Support Questions
Find answers, ask questions, and share your expertise
Announcements
Alert: Welcome to the Unified Cloudera Community. Former HCC members be sure to read and learn how to activate your account here.

Inserting data from a dataframe to an existing Hive Table- append mode

Highlighted

Inserting data from a dataframe to an existing Hive Table- append mode

New Contributor

Hi Everyone,

 

I have a basic question. While inserting data from a dataframe to an existing Hive Table.

 

I am using like in pySpark, which is always adding new data into table. (works fine as per requirement)

 

df.write.insertInto(table)

 but as per Spark docs, it's mentioned I should use command as 

df.write.mode("append").insertInto("table")

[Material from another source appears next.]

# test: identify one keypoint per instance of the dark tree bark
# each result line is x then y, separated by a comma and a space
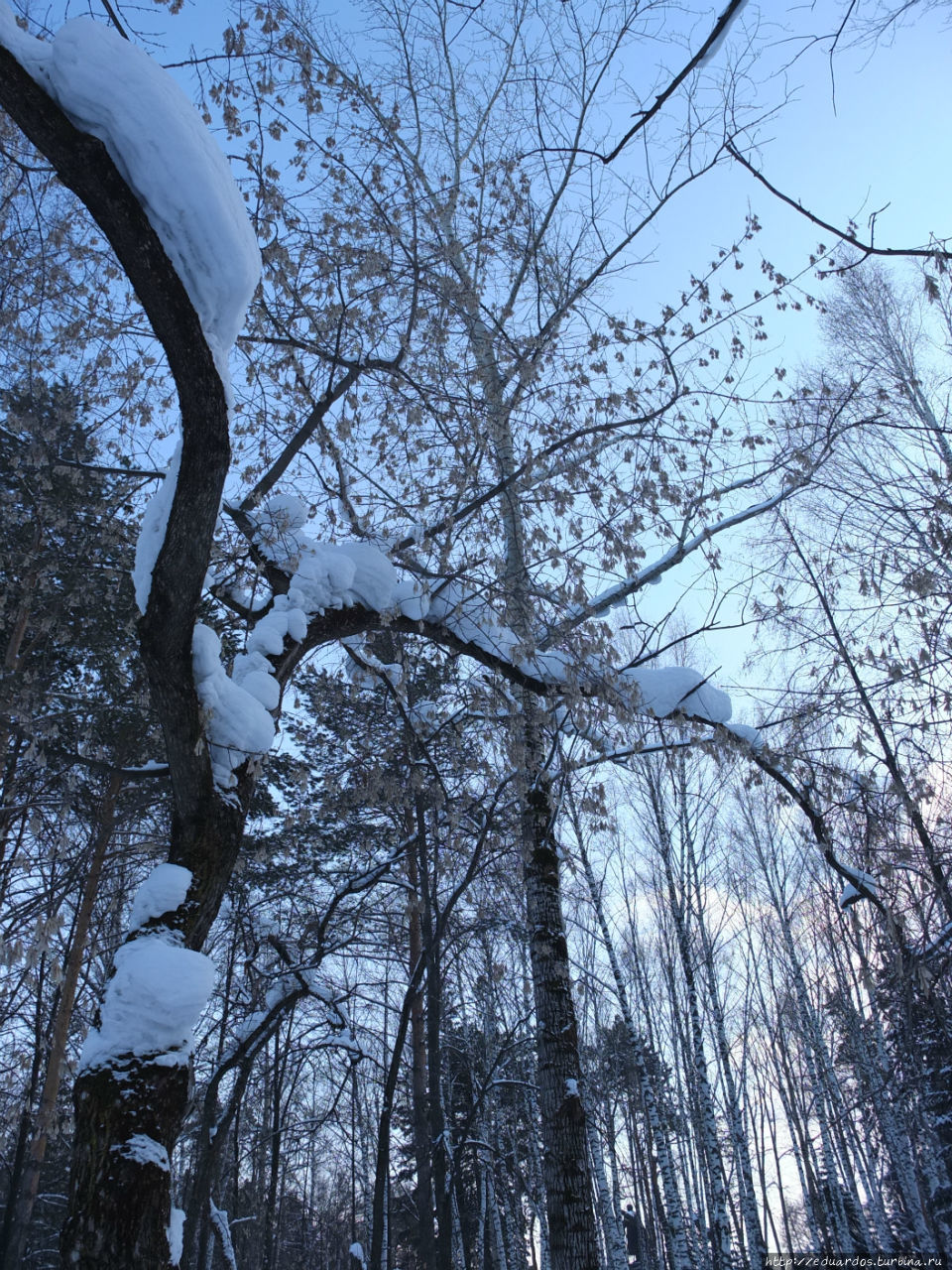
119, 1209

 Is it necessary to use mode("append") ?

3 REPLIES 3

Re: Inserting data from a dataframe to an existing Hive Table- append mode

Champion

@gaurav796

 

The difference is

 

 

insertInto: To overwrite any existing data

 

Mode comes with additional options, like 

 

mode("append"):  Append contents of this DataFrame to existing data
mode("overwrite:): Overwrite existing data.

 

Note: I didn't get a chance to explore this before reply

Re: Inserting data from a dataframe to an existing Hive Table- append mode

New Contributor

Thank you for your response. but when I use only insertInto(table)... it always inserts new data into table.

Without deleting or overwriting anything. Which was strange for me. That's why I asked.

 

May be only using insertInto by default does append ??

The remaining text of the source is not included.